Por más que se intente disfrazar, todos sabemos que el cumplimiento de la ley que asigna los recursos municipales ha sido, durante décadas, una promesa vacía. A los ayuntamientos se les reconoce una responsabilidad inmensa, pero se les entrega apenas una fracción mínima de lo que les toca por ley. No es un simple desbalance, es una desproporción que ronda el absurdo. ¿Cómo puede exigirse gestión de calidad si el financiamiento municipal se mantiene preso en un 20% de lo establecido? ¿Cómo pedir planificación, innovación y respuesta oportuna si se opera con presupuestos que no alcanzan ni para lo esencial?
El país ya no vive en tiempos de baja exigencia ni en aquella complacencia de décadas pasadas. Estamos en una etapa donde la ciudadanía es más crítica, más observadora y más firme en sus demandas, accesibilidad universal, servicios transparentes, ciudades inclusivas, tecnología aplicada a la gestión, sistemas modernos de manejo de residuos, ordenamiento territorial riguroso, espacios públicos seguros y un entorno donde todos puedan vivir con dignidad. Todo esto descansa, casi íntegramente, sobre las municipalidades. La ley así lo define, y la realidad así lo confirma.
Sin embargo, lo que pocas veces se menciona es el drama humano que existe detrás del funcionamiento municipal. Quienes madrugan para limpiar las calles, quienes vigilan parques, supervisan obras, trabajan en ornato, inspección, movilidad, catastro o administración, reciben sueldos que no representan ni el mínimo de justicia. Son empleados que sostienen la ciudad con esfuerzo físico y emocional, pero que no poseen un salario digno ni una protección social adecuada. No hablamos de una queja aislada, hablamos de un problema estructural que lleva años enterrado bajo la indiferencia colectiva.
Hace poco, en un espacio televisivo, un comunicador lanzó una pregunta que, por su crudeza, aún me sigue resonando: «¿Por qué los alcaldes no se plantan con firmeza para exigir lo que les corresponde?». La interrogante es válida, y mi respuesta también es dura: porque existe una estructura de poder que ha sabido mantenerlos en un equilibrio frágil. Les entregan pequeñas ayudas para manejar crisis puntuales, evitando que la presión social desborde los territorios, pero nunca lo suficiente para transformar de verdad sus municipios. Ese mecanismo los convierte, simultáneamente, en víctimas y en partícipes de un círculo que ya no puede sostenerse.

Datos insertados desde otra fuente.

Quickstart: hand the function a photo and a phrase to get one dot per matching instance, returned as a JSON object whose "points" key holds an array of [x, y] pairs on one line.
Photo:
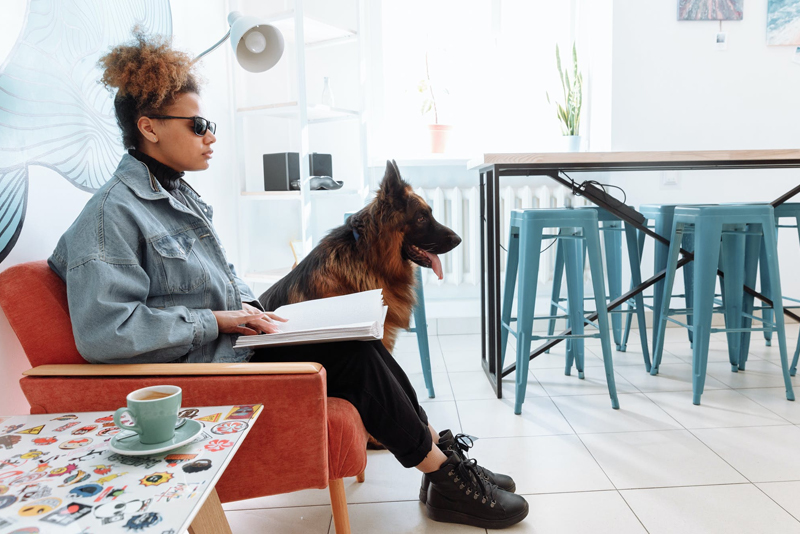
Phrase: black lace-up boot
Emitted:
{"points": [[458, 494], [460, 444]]}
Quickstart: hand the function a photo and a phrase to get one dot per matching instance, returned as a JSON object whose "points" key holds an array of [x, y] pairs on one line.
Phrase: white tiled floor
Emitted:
{"points": [[659, 464]]}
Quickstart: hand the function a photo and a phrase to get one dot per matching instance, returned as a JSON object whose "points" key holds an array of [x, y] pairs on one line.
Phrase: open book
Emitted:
{"points": [[358, 316]]}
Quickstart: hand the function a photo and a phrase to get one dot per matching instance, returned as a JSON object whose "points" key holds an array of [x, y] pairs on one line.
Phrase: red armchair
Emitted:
{"points": [[302, 439]]}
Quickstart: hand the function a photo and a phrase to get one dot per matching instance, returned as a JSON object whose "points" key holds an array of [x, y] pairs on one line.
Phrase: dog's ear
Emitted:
{"points": [[392, 186]]}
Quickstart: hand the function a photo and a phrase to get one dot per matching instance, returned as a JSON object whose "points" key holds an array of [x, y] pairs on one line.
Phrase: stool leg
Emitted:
{"points": [[663, 227], [688, 283], [752, 252], [766, 314], [421, 328], [591, 234], [732, 264], [636, 279], [771, 245], [530, 245], [573, 260], [659, 328], [706, 259], [508, 291], [556, 293], [612, 239], [628, 319]]}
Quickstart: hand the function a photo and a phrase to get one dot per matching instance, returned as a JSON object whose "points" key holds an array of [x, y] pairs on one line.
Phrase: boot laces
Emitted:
{"points": [[464, 442], [468, 472]]}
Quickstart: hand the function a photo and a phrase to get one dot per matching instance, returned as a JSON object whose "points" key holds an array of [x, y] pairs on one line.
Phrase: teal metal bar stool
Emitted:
{"points": [[788, 210], [723, 236], [524, 248], [420, 328], [612, 229]]}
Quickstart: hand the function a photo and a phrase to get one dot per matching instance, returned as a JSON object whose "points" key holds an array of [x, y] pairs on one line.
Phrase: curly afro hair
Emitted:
{"points": [[148, 75]]}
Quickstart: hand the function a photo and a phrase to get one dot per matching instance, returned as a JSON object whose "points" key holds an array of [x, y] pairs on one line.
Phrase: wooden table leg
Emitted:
{"points": [[211, 518]]}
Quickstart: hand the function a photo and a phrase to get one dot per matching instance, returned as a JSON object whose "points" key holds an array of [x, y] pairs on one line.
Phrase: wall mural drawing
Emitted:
{"points": [[53, 113], [783, 22]]}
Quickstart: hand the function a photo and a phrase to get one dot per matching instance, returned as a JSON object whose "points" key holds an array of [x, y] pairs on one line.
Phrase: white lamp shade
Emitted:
{"points": [[262, 54]]}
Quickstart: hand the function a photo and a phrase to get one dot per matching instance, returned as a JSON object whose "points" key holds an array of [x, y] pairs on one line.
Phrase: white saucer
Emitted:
{"points": [[129, 444]]}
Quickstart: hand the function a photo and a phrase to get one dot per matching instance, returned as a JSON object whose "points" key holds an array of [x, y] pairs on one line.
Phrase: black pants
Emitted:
{"points": [[364, 373]]}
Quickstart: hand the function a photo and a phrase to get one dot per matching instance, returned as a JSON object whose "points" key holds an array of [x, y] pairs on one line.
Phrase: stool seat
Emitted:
{"points": [[726, 236], [524, 251]]}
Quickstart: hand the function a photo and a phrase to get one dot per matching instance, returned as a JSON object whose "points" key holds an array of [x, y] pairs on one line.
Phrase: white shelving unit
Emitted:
{"points": [[279, 211]]}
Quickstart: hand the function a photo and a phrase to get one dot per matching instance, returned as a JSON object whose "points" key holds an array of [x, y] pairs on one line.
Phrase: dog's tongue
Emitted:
{"points": [[436, 263]]}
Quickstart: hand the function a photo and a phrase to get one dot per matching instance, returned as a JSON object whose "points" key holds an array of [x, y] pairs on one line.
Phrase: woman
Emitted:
{"points": [[148, 281]]}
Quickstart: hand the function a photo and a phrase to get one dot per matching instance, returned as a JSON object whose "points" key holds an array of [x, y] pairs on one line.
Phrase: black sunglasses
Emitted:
{"points": [[201, 125]]}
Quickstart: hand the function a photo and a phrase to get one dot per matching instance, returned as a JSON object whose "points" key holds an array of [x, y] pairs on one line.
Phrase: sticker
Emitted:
{"points": [[32, 454], [189, 413], [244, 411], [68, 514], [75, 443], [7, 500], [216, 445], [32, 430], [111, 493], [135, 461], [210, 418], [113, 512], [40, 507], [66, 426], [174, 459], [140, 522], [35, 491], [229, 427], [58, 471], [102, 469], [26, 479], [77, 478], [9, 441], [84, 430], [156, 479], [197, 466], [109, 478], [87, 490]]}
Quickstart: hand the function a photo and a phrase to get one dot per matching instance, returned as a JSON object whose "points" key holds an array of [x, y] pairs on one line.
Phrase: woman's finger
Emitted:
{"points": [[272, 315]]}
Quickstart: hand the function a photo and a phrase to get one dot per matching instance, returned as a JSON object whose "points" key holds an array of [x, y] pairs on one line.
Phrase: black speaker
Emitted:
{"points": [[280, 170], [320, 165]]}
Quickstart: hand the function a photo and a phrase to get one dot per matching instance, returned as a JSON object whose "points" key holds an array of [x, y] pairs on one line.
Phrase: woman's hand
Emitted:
{"points": [[247, 321]]}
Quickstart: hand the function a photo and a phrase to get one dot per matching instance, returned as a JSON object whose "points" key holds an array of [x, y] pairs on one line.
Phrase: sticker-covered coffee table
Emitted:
{"points": [[58, 474]]}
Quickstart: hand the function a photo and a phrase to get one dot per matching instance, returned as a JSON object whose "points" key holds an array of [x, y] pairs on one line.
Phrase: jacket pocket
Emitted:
{"points": [[183, 269]]}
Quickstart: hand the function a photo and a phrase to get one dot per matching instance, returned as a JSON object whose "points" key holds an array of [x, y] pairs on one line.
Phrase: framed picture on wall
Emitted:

El problema de fondo es que todos ven el presupuesto desde arriba, desde la gran maquinaria nacional, desde las urgencias del Estado central. Pero casi nadie lo mira desde abajo, desde las calles donde vive la gente, desde los territorios donde se manifiestan los problemas reales y donde puede comenzar la solución verdadera. El país no se construye desde los escritorios. Se construye desde el territorio.
Por eso, este llamado no es retórico ni emotivo; es un reclamo justo. La ley municipal no es negociable ni opcional. Cumplirla no es un gesto de buena voluntad, es una responsabilidad institucional y una condición indispensable para avanzar hacia un Estado moderno, justo y funcional.
Porque lo diré una vez más, con la convicción que dan los años trabajando estos temas: sin municipios robustos, no hay nación que avance. Y mientras la justicia presupuestaria siga siendo postergada, estaremos condenando a los gobiernos locales a sobrevivir, cuando lo que necesitamos es que lideren el desarrollo.